Princess Kaguya is beautiful, and that presents a problem: our protagonist has her life planned, wrapped and presented to everyone else, her restless energy and passion gradually receding into the darker pastels of a gilded cage.

Such onscreen beauty means that, against its fair share of ponderous sequences, once Kaguya’s accelerated childhood comes to an abrupt end, the rest can pale.

The watercolour/charcoal visuals and gorgeous musical ambience are thankfully ever-present, but where their sparsity needs no further embellishment, perhaps the story – an adaptation of a 10th-century folktale – could have done with more.
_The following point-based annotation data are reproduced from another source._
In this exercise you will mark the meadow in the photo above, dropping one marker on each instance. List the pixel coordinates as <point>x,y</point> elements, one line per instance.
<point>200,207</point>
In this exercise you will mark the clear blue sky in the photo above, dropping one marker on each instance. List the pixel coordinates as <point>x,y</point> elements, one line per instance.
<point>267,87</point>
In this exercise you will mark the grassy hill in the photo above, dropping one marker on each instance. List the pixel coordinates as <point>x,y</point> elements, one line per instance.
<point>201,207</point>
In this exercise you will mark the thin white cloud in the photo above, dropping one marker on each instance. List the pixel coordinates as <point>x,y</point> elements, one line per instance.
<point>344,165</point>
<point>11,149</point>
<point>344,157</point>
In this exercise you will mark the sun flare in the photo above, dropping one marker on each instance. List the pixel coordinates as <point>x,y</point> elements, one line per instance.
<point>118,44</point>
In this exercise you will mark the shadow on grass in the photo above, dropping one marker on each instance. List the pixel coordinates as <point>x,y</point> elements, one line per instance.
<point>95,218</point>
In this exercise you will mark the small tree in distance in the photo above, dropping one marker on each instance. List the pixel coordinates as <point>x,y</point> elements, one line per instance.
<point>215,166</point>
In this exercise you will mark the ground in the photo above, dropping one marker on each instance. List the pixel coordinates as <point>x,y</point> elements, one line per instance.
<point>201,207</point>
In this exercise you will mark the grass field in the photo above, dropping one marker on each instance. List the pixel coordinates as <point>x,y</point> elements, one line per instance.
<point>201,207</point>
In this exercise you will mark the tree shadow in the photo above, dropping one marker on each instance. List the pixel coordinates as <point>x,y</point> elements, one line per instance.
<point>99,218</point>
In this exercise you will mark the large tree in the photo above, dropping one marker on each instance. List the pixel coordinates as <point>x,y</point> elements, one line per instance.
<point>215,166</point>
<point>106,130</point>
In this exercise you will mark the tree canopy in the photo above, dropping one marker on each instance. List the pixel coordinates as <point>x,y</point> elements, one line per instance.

An assured (potential) farewell from Studio Ghibli’s co-founder will no doubt draw legions of fans, but The Tale of the Princess Kaguya is occasionally guilty of resting on its beauty in a way its protagonist never does.

RATING: 3/5


INFORMATION

CAST: Chloë Grace Moretz, James Caan, Mary Steenburgen, Lucy Liu (English version, watched for review)

DIRECTOR: Isao Takahata

WRITERS: Isao Takahata & Riko Sakaguchi (original screenplay), Mike Jones (English translation)

SYNOPSIS: After a bamboo cutter finds a tiny girl in the woods, his life changes forever as he and his wife seek to fulfill what they deem heavenly wishes to raise the girl as a princess.